Enhanced rendering quality and temporal coherence

Reduced motion artifacts in dynamic scenes

Outperforms existing state-of-the-art methods

Abstract

Dynamic scene rendering has taken a leap forward with the rise of 4D Gaussian Splatting, but there's still one elusive challenge: how to make 3D Gaussians move through time as naturally as they would in the real world, all while keeping the motion smooth and consistent. In this paper, we unveil a fresh approach that blends state-space modeling with Wasserstein geometry, paving the way for a more fluid and coherent representation of dynamic scenes. We introduce a State Consistency Filter that merges prior predictions with the current observations, enabling Gaussians to stay true to their way over time. We also employ Wasserstein distance regularization to ensure smooth, consistent updates of Gaussian parameters, reducing motion artifacts.
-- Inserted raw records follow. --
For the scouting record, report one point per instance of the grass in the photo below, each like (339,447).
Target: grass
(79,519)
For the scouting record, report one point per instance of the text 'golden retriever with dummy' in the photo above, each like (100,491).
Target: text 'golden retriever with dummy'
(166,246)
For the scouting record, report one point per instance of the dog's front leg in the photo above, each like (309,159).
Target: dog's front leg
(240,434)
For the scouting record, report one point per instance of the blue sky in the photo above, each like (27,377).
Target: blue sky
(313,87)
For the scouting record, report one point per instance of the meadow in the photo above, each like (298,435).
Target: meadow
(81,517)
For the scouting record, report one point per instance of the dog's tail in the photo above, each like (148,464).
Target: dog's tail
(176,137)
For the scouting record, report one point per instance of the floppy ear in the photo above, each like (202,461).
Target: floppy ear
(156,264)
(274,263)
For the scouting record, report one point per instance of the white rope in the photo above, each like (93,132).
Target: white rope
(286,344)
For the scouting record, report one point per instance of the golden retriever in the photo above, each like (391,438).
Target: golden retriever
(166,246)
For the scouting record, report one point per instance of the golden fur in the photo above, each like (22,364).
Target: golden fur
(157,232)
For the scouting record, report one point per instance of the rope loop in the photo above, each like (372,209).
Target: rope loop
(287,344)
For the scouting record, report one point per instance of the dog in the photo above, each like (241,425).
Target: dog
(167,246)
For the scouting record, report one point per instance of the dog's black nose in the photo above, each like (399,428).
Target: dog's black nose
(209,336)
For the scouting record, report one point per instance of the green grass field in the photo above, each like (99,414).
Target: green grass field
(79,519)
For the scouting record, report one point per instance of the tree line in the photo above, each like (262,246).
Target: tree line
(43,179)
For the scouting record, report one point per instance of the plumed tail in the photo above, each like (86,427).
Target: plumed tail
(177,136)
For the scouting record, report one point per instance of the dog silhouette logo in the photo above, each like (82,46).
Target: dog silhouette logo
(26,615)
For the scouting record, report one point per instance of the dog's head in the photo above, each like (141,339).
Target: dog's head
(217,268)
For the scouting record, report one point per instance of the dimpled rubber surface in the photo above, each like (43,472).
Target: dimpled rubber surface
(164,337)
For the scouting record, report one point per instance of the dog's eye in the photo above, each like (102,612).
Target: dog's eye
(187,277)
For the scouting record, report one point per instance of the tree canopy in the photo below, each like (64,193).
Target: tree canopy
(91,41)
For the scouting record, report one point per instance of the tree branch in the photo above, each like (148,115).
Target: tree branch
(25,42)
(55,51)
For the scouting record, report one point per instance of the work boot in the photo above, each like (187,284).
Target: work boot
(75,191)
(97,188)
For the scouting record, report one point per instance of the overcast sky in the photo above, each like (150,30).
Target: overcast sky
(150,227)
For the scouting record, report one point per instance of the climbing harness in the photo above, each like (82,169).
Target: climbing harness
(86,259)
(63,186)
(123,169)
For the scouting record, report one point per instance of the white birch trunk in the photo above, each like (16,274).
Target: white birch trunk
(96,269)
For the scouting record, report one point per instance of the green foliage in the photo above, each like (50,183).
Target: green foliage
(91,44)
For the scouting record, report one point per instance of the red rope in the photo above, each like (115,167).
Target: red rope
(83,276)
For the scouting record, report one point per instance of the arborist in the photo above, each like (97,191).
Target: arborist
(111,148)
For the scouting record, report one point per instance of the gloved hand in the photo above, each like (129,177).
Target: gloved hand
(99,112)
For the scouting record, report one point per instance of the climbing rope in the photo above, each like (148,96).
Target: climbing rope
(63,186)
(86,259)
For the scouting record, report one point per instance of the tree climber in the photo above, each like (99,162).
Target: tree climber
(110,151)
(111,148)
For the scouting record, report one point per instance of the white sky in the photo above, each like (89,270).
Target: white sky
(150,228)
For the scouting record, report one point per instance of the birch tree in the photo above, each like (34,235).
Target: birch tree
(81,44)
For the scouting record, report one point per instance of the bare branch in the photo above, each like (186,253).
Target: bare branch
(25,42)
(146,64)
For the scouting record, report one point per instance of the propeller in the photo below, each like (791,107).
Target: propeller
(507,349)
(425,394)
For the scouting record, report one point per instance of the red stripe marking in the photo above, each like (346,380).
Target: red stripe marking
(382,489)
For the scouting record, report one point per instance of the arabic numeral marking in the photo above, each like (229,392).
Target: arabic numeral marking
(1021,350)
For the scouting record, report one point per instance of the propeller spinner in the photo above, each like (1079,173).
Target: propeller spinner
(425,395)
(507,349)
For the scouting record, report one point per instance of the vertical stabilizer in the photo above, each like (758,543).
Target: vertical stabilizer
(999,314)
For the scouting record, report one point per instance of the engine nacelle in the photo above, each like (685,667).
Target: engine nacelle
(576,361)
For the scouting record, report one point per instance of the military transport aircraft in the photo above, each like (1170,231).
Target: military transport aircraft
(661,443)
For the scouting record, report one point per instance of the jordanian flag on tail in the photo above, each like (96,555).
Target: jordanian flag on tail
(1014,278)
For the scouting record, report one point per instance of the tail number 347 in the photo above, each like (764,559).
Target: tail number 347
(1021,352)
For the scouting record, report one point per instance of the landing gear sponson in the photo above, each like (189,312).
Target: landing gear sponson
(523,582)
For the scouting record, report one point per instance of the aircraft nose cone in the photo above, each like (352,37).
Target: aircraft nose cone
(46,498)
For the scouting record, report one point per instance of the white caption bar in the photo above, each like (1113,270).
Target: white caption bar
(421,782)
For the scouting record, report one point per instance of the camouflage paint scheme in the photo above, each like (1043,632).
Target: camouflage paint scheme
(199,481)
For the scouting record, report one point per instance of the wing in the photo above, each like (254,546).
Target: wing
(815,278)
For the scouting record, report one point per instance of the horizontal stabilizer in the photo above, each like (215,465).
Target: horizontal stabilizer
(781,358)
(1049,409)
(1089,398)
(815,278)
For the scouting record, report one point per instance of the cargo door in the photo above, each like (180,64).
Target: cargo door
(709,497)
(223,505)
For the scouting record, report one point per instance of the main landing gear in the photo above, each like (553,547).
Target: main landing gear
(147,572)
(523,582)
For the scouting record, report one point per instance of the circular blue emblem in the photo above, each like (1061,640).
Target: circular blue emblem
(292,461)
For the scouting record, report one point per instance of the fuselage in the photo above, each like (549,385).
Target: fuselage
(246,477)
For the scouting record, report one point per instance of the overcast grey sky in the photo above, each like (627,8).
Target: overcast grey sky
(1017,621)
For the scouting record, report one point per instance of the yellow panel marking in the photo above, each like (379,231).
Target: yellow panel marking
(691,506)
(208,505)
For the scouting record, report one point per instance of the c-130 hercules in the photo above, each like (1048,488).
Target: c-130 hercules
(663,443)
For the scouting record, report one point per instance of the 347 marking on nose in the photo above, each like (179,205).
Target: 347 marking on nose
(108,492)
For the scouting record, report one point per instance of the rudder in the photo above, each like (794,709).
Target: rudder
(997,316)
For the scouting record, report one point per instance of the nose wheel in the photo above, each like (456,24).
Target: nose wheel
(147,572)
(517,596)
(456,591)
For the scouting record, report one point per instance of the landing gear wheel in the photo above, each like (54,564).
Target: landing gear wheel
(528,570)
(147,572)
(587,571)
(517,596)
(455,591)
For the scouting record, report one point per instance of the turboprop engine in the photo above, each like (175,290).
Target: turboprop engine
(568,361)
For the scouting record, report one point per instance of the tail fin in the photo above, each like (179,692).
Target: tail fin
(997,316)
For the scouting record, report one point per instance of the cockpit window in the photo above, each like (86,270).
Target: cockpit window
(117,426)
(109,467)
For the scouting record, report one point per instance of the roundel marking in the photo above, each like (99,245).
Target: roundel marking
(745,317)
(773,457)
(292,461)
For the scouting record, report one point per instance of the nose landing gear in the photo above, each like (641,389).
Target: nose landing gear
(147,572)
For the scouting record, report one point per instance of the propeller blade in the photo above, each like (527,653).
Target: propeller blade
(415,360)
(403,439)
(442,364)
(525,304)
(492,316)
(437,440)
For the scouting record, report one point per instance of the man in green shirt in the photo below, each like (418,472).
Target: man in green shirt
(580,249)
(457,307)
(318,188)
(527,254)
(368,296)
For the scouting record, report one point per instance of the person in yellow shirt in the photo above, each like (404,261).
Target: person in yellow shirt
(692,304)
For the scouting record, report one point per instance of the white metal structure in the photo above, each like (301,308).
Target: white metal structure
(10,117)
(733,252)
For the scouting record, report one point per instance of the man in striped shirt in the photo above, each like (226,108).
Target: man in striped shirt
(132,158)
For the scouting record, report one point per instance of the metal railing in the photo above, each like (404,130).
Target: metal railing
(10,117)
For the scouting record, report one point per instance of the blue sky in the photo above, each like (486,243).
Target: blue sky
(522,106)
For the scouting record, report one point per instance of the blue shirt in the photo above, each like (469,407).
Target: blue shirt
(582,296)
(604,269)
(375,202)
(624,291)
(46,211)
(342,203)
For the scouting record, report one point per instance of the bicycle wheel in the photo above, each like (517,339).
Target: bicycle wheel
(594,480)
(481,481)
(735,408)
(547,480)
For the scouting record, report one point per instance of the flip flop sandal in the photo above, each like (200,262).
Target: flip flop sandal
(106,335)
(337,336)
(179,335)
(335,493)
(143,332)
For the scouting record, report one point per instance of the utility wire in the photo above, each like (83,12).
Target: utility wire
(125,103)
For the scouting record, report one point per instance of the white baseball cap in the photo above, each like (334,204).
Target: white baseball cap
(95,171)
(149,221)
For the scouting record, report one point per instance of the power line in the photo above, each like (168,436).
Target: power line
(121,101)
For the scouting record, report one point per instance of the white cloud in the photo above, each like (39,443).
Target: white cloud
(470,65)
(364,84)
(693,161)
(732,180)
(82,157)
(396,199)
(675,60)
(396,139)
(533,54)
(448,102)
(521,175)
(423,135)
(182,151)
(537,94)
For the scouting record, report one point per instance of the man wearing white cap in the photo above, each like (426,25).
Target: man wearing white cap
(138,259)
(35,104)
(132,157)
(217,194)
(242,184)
Lastly, we leverage Wasserstein geometry to capture both translational motion and shape deformations, creating a more physically plausible model for dynamic scenes. Our approach guides Gaussians along their natural way in the Wasserstein space, achieving smoother, more realistic motion and stronger temporal coherence. Experimental results show significant improvements in rendering quality and efficiency, outperforming current state-of-the-art techniques.